Porte still has one year left on his contract with Riis, who added that the situation of the young Australian talent was different to that of Fabian Cancellara. Riis and the Swiss rider recently mutually agreed to cancel the final year of his contract.
“It's something else, when you agree,” he said. “Richie's manager continues to provoke and try to push us. We have told them that it cannot happen. He cannot be bought off. Yet they continue.
“It's fair enough for a manager to ask, but when he is told no, he must stop. He pushes lawyers and everything at us, but according to the rules you don't come out of a contract unless both parties agree.”
The problem goes beyond Saxo Bank, and Riis expects the International Cycling Union (UCI) to take a stand on the matter, if not action.
“It's a huge problem in the sport, and this year it has gone berserk. The agents are running around and shop with all sorts of teams and it's not just us who have these problems,” Riis said. “It must stop now, it's unacceptable.

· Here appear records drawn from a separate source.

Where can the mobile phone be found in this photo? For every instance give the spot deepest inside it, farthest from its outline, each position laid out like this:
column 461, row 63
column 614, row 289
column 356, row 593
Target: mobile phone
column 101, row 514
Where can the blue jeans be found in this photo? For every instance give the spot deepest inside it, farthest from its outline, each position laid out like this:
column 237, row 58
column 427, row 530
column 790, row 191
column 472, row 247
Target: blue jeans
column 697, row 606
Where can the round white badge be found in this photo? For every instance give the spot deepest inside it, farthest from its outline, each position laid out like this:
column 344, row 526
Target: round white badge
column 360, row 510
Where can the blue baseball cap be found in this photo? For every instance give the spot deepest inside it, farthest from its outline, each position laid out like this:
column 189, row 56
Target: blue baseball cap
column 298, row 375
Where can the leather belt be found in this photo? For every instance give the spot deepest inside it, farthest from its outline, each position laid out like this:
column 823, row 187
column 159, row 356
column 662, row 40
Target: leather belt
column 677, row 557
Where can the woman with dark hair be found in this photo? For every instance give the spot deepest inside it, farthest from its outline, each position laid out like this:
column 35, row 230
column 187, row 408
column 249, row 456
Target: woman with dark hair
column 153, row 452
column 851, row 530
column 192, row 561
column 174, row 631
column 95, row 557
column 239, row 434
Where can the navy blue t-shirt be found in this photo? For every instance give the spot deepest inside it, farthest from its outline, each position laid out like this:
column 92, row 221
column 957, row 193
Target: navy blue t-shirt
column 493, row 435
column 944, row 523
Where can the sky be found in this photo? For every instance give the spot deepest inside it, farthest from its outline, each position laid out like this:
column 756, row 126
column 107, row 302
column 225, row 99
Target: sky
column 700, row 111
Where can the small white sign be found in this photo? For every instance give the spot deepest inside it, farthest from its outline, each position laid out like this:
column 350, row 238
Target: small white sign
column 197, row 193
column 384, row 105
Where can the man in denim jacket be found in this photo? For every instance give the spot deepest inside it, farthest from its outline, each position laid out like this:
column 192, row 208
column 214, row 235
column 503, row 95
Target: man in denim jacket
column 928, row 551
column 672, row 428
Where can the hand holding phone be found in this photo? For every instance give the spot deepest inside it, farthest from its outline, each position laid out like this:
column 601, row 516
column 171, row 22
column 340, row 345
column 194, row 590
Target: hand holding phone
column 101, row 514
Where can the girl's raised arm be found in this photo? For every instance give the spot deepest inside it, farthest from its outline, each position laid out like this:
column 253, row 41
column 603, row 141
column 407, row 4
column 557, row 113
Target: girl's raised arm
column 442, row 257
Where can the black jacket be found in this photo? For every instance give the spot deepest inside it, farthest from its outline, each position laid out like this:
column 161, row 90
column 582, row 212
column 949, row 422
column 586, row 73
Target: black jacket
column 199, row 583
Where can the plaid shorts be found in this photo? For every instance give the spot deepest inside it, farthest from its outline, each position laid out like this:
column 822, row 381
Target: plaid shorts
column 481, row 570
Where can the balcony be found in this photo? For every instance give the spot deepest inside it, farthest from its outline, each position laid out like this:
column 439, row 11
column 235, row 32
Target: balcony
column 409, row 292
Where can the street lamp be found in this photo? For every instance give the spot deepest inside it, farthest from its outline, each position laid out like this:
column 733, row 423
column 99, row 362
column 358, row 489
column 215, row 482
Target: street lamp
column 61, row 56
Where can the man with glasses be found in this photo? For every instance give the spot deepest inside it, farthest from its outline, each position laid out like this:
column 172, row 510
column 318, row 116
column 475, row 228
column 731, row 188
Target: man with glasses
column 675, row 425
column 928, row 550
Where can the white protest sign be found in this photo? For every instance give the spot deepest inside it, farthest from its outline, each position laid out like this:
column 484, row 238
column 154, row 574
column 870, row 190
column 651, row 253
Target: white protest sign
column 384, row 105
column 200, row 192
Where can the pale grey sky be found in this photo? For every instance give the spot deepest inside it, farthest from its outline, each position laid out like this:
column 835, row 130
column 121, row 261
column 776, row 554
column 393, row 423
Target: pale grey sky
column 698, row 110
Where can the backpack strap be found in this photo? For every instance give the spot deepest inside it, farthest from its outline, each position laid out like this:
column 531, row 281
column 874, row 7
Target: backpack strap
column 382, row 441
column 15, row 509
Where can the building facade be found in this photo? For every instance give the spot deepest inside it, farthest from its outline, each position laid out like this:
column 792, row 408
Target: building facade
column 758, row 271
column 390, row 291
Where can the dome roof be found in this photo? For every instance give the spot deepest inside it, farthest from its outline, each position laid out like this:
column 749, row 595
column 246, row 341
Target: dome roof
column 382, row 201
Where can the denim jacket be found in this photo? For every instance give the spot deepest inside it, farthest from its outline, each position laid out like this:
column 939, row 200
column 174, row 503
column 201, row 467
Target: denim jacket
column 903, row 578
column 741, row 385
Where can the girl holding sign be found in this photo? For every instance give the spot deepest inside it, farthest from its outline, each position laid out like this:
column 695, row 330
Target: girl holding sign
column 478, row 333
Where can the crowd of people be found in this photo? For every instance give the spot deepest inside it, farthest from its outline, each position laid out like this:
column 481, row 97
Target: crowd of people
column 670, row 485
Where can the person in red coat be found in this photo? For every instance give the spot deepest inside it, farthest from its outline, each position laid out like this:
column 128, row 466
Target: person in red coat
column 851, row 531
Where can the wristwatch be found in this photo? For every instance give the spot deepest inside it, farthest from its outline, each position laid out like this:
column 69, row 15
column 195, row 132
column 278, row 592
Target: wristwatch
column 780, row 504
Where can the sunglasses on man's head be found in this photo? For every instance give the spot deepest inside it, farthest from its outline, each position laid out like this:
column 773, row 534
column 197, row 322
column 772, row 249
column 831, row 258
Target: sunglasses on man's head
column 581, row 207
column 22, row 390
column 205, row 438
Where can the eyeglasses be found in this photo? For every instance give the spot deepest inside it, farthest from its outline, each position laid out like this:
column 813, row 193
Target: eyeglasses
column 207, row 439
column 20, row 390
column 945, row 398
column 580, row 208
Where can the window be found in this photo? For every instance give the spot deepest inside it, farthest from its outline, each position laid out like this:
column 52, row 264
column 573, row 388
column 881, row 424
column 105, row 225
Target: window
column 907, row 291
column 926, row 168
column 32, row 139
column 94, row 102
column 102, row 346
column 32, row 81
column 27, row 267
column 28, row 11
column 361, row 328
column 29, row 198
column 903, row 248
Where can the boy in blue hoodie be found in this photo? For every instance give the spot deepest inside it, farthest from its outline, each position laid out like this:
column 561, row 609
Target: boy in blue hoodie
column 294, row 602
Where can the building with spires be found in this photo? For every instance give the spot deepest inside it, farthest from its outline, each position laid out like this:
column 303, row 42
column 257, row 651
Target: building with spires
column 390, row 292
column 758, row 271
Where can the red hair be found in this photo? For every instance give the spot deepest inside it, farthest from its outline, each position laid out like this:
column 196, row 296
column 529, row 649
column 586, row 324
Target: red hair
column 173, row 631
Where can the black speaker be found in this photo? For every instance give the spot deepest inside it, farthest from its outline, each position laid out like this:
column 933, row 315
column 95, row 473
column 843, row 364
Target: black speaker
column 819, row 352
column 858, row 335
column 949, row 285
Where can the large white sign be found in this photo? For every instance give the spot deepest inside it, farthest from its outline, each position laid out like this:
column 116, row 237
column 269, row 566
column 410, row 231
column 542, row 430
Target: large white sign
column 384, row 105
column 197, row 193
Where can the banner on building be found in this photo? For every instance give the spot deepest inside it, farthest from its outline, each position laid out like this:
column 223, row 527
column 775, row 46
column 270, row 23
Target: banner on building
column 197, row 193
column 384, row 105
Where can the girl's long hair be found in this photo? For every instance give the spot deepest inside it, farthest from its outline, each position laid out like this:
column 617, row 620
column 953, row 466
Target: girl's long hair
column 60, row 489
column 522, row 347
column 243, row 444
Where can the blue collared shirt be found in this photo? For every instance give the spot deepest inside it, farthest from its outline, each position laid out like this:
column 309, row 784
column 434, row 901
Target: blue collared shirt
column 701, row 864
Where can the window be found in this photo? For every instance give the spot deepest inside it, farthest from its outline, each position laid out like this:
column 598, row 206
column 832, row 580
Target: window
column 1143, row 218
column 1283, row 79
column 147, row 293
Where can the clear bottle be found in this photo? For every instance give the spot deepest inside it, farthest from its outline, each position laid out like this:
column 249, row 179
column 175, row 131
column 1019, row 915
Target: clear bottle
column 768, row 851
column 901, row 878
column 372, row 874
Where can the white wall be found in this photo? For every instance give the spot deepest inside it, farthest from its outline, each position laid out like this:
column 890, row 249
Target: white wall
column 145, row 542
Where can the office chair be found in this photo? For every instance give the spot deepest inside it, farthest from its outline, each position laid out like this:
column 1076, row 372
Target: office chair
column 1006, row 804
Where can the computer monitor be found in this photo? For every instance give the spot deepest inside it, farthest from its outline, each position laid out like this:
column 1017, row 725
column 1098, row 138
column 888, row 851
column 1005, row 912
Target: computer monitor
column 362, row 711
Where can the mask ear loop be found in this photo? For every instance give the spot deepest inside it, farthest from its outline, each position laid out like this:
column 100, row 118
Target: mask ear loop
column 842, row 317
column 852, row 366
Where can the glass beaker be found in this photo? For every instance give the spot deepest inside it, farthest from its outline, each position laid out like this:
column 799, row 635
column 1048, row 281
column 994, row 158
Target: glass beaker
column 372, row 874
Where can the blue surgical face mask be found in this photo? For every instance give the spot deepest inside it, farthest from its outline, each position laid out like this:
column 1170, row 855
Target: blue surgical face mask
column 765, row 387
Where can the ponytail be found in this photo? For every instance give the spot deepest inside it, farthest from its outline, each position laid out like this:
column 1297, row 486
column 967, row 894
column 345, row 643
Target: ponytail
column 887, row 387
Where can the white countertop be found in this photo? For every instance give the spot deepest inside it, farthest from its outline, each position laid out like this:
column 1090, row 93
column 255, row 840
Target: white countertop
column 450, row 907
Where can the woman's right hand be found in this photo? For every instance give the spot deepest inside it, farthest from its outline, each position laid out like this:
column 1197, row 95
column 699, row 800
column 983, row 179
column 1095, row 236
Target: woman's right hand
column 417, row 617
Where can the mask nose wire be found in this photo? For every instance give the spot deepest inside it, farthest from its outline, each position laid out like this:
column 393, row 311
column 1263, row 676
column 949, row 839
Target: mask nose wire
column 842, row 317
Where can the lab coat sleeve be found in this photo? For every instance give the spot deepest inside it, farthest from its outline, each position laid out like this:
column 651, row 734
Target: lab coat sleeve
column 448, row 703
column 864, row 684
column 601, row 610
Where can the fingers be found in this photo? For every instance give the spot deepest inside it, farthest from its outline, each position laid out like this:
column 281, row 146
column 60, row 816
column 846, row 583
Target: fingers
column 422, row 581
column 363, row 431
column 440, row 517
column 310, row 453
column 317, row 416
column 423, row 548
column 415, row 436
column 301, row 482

Agents are putting ideas into the minds of young riders by tempting them with figures that are completely unrealistic."
Porte blasted into the ProTour this season by finishing sixth in the Giro d'Italia opening time trial. He later wore the leader's jersey for three stages and finished his first Grand Tour in seventh, also winning the jersey for best young rider. The Australian also won the time trial at the Tour de Romandie and finished fourth overall in both the Eneco Tour and the Tour of Britain.